Ce fut un échec dans beaucoup de cas : il est donc temps d’engager des
options plus douces, plus proportionnées et plus consensuelles de
continuité en long au droit des seuls ouvrages posant problème. Et
aussi, comme le demande le sénateur Tissot, de mobiliser les moulins au
service de la transition énergétique, de la préservation de l’eau, de la
création de zones refuges pour le vivant aquatique et rivulaire.
Rappel aux associations : seule la mobilisation a bloqué la
continuité destructrice, seule la mobilisation garantira une véritable
continuité apaisée, qui est loin d’être claire à ce jour dans l’esprit
de certains fonctionnaires en charge de l’eau et de la biodiversité.

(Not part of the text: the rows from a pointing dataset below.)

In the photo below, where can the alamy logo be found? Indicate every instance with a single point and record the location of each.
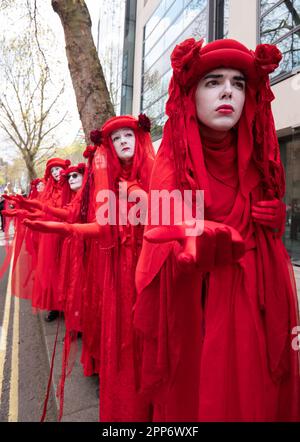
(296, 339)
(158, 208)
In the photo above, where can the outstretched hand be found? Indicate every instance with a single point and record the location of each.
(219, 244)
(49, 227)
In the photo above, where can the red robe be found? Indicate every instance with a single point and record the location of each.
(217, 345)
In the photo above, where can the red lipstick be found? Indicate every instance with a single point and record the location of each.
(225, 109)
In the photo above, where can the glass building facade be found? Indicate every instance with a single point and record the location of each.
(172, 22)
(280, 25)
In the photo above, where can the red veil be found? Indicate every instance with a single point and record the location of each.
(194, 359)
(110, 294)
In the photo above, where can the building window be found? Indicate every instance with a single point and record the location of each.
(290, 155)
(280, 25)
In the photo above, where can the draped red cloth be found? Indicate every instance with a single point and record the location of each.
(25, 253)
(44, 295)
(110, 295)
(217, 346)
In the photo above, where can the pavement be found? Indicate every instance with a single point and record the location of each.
(81, 403)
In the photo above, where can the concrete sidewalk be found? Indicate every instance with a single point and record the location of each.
(81, 403)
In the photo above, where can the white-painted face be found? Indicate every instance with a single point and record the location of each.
(220, 98)
(55, 172)
(40, 186)
(75, 180)
(124, 143)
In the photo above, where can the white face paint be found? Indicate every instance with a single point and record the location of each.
(55, 172)
(40, 186)
(75, 180)
(220, 98)
(124, 143)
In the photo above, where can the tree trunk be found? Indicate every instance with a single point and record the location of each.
(93, 100)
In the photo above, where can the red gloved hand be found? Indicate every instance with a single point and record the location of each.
(22, 213)
(14, 212)
(30, 204)
(219, 244)
(49, 227)
(269, 213)
(10, 197)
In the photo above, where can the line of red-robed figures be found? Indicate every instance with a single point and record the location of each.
(194, 345)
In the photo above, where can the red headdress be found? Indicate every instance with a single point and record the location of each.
(67, 192)
(33, 192)
(55, 162)
(144, 153)
(256, 133)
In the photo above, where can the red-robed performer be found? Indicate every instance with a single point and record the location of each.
(124, 156)
(219, 342)
(22, 247)
(57, 194)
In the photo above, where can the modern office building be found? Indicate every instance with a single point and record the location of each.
(154, 27)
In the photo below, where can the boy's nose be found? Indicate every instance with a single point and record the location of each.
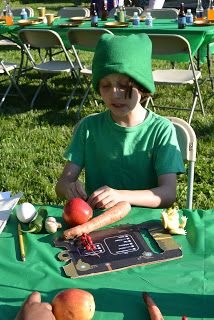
(117, 93)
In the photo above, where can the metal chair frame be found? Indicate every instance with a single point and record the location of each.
(188, 145)
(6, 68)
(85, 39)
(47, 67)
(176, 45)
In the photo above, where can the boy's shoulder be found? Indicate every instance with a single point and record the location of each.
(159, 120)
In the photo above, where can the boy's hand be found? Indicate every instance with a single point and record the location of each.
(75, 190)
(34, 309)
(104, 198)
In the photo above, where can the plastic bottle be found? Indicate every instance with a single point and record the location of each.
(189, 17)
(23, 14)
(136, 19)
(104, 14)
(199, 10)
(121, 15)
(9, 16)
(210, 11)
(94, 15)
(4, 11)
(149, 20)
(181, 17)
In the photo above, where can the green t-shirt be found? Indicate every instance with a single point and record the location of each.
(124, 158)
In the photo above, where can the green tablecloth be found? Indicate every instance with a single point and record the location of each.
(197, 36)
(180, 287)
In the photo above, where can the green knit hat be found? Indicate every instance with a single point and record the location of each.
(129, 55)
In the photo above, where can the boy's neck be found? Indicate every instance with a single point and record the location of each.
(133, 118)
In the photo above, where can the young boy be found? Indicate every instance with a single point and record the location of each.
(128, 152)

Dans tous les cas où un service administratif (DDT-M, agence de l’eau,
Office français pour la biodiversité) ou un établissement GEMAPI
(syndicat de rivière, parc, intercommunalité) exerce une pression indue
en vue de détruire un ouvrage hydraulique ou d’empêcher son équipement
énergétique bas-carbone, vous devez en informer les parlementaires de la
circonscription et le préfet. En cas de persistance du trouble, saisir
le juge administratif (nous contacter). Les excès de certaines postures
militantes allant très au-delà des contenus de la loi doivent désormais
être constatés, et leurs auteurs rappelés à plus de discernement.